Son visage était devenu tout rouge, pendant qu’elle disait cela ; et le mien rougit aussi, et mon cœur sauta de joie. Mais le visage de Chevenix pâlit.

« Vous faites de la vie une sorte de loterie assez effrayante, madame ! dit-il. Mais je ne veux pas désespérer !

— Je ne puis pas imaginer ce qui nous a conduits à aborder ce sujet ! dit Flora, toute gênée.

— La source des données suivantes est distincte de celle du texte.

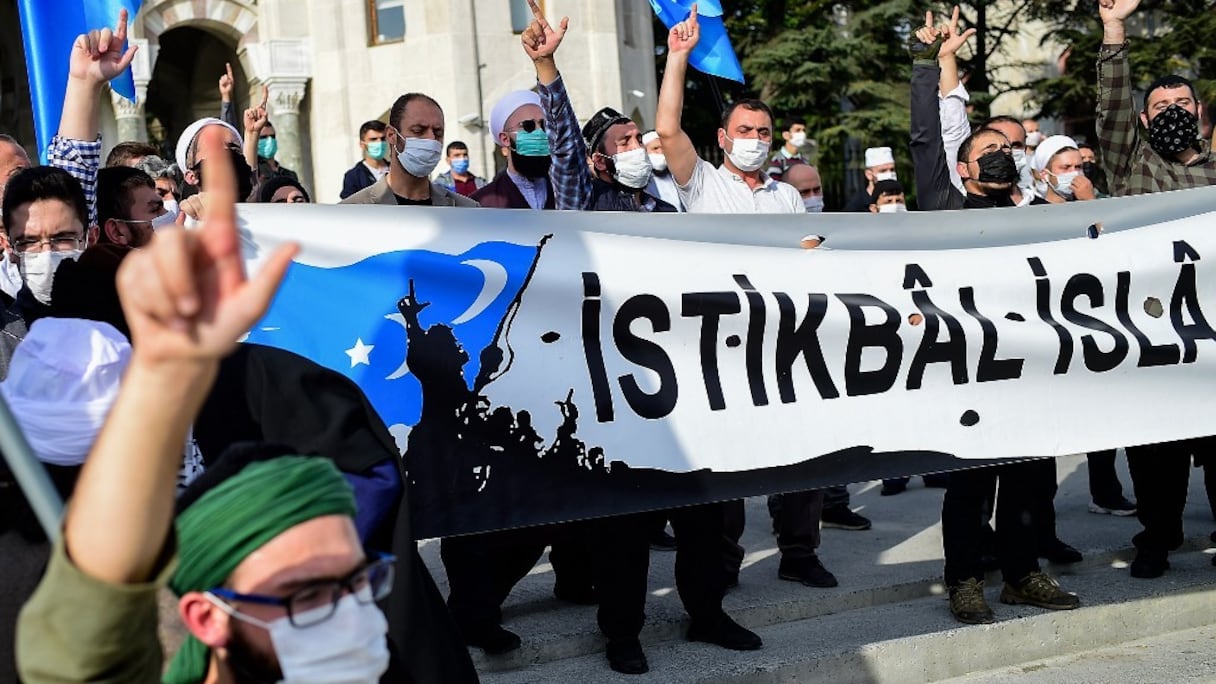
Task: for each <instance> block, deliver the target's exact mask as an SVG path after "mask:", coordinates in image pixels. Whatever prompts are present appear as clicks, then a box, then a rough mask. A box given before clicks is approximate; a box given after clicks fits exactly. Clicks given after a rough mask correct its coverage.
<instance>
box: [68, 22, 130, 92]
mask: <svg viewBox="0 0 1216 684" xmlns="http://www.w3.org/2000/svg"><path fill="white" fill-rule="evenodd" d="M124 43H126V10H122V11H119V12H118V28H117V29H114V30H109V27H106V28H102V29H94V30H90V32H89V33H84V34H80V35H78V37H77V39H75V43H74V44H72V57H71V61H69V66H68V75H69V77H71V78H74V79H79V80H85V82H89V83H91V84H102V83H107V82H109V80H111V79H113V78H114V77H116V75H118V74H120V73H123V72H124V71H126V67H129V66H131V60H134V58H135V51H136V50H137V49H139V47H137V46H136V45H131V46H130V47H128V49H126V50H125V51H123V44H124Z"/></svg>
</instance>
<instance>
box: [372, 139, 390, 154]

— C’était la guerre, madame ! répondit Chevenix

— Mais d’ailleurs, tous les chemins mènent à Rome ! ajoutai-je. Et puis de quel autre sujet aurions-nous pu parler avec vous, M. Chevenix et moi ? »

En cet instant, j’eus vaguement conscience d’une certaine agitation qui se produisait dans le fond de la chambre, derrière moi : mais je n’y aurais point pris garde si je n’avais aperçu des traces nouvelles d’inquiétude sur le visage de Flora. À plusieurs reprises, elle me fit même comme un signe, avec son éventail ; ses yeux semblaient m’adresser un appel. Évidemment, elle me demandait quelque chose ; je crus comprendre qu’elle me demandait de m’en aller, de laisser le champ libre à mon rival ; mais c’était chose, en vérité, que je n’avais nulle intention de lui accorder. Enfin elle se leva de sa chaise, brusquement.

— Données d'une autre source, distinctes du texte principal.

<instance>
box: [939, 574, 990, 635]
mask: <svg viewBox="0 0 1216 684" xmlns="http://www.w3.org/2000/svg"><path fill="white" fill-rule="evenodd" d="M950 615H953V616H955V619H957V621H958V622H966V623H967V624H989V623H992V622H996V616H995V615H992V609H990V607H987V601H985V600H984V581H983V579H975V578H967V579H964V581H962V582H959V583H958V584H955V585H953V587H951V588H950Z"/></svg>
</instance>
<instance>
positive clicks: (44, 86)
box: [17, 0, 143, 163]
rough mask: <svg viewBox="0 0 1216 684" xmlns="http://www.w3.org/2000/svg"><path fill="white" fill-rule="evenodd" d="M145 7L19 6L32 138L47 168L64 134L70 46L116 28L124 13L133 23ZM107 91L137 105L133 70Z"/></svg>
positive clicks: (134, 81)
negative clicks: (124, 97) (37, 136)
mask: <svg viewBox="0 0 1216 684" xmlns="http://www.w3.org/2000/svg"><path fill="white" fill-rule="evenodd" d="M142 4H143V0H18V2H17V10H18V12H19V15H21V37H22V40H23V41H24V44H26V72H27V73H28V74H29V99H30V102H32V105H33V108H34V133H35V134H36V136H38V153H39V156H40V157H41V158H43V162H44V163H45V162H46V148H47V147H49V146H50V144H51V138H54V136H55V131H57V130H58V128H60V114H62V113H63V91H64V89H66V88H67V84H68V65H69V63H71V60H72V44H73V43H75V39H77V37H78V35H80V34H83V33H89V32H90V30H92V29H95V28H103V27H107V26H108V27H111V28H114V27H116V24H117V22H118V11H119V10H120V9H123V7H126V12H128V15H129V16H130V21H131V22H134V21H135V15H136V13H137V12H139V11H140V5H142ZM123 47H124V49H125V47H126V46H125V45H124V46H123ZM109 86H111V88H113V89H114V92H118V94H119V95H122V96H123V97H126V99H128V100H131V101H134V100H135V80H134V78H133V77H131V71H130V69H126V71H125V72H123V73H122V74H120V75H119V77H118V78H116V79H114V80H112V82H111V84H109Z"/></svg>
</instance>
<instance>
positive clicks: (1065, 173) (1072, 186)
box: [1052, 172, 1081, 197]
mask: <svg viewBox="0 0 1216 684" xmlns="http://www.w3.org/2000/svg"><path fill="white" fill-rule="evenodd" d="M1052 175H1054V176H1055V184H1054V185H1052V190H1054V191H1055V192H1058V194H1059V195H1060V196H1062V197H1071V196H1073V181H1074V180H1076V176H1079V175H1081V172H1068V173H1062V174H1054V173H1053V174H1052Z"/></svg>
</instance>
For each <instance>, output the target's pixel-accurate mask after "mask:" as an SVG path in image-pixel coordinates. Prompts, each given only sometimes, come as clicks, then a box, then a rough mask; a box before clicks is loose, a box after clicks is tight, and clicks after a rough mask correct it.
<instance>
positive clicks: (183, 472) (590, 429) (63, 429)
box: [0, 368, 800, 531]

« Monsieur Ducie, je crois qu’il est temps de nous dire bonsoir ! » murmura-t-elle.

Je n’en voyais toujours pas le motif, et je le lui dis. Mais elle, oubliant la présence de Chevenix, dans son affolement :

« Voici ma tante qui vient de se lever de la table du whist ! » me dit-elle, d’une voix suppliante.